Asia Pacific Airlines tackle major challenges as growth continues
Tokyo, November 18, 2014 (STAT):-Most economies across the Asia-Pacific region continue to grow relatively strongly, with the region's dynamic and innovative airlines having seen both passenger and freight traffic increase significantly over the past 12 months. Prospects for further growth remain positive, with Asia already the world's largest aviation market. Against this backdrop, delegates gathering for this year's Assembly of Presidents of the Association of Asia Pacific Airlines (AAPA) in Tokyo have reason for optimism for the long term. More immediately, however, airlines are focused on tackling a number of major challenges.
Safety remains the industry's number one priority and although overall standards remain very high, Asia-Pacific carriers are constantly striving to make further improvements and learn from the experience of any accident or incident. The unprecedented losses of MH370 and MH17 this year raise a number of important issues confronting the industry, including procedures related to aircraft tracking, and governing flights over conflict zones. AAPA is closely engaged with governments and global industry stakeholders in the process of reviewing and reporting on these issues, with the intention of avoiding any repeat of such tragedies.
Although Asia-Pacific airlines continue to invest heavily in the latest generation of fuel efficient aircraft to meet traffic growth demands, there is an increasing concern about the need for corresponding long term investments in related aviation infrastructure, including airport terminals, runways and air navigation services. Governments have key roles to play in coordinating such investments and ensuring that the necessary regulatory oversight of the industry keeps pace with growth.
Environment remains another key issue for Asia-Pacific carriers, with industry committed to sustainability targets including 1.5% per annum fuel efficiency improvements and the development of a global market based measure to achieve carbon-neutral growth from 2020 onwards. The entire industry is working closely with governments through the International Civil Aviation Organisation (ICAO) to deliver on these targets, through a four pillar strategy comprising technology, alternative fuels, operations and infrastructure improvements, as well as a global market based measure utilising carbon offsets.
No less important as a priority for many Asia Pacific carriers is an early return to profitability. Collectively, Asian carriers have seen a dip in yields this year as a result of intense market competition and signs of surplus capacity. Airlines are carefully reviewing their fleet and network development plans, whilst maintaining a tight rein on costs in a bid to restore profitability and sustain further investments for the future.
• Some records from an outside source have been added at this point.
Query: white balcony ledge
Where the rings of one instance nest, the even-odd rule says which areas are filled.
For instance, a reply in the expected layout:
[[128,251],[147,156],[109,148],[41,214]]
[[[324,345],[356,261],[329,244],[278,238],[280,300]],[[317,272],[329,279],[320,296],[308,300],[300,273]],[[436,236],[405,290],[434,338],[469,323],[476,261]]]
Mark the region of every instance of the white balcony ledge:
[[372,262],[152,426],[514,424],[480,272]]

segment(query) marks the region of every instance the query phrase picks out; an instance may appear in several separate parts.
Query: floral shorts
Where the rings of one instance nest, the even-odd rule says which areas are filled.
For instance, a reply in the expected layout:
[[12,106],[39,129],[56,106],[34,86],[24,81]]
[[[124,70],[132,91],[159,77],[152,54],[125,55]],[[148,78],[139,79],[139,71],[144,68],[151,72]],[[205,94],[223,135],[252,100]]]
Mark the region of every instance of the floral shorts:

On a more positive note, after many years of stagnant market conditions in the wake of the global financial crisis, air cargo volumes are picking up, very much welcomed by Asian airlines, which account for 38% of the global air cargo market.
"With Asia continuing to rise on the global stage, the long term prospects for the region's carriers are still very positive, but there can be no question that airline leaders gathering in Tokyo this week are under pressure to make decisions that ensure that this optimistic outlook becomes a reality," said Andrew Herdman, Director General of the AAPA. "For many, a return to profitability in the near future is a particular challenge, which is not made any easier by the current series of economic and political uncertainties prevailing around the world."
AAPA continues to play a critical role in addressing the key policy issues that affect all carriers in the Asia-Pacific region, including safety, security, infrastructure, environment, passenger facilitation, and unjustified taxation. AAPA is dedicated to ensuring a strong, efficient and profitable Asia-Pacific air transport industry for the long term.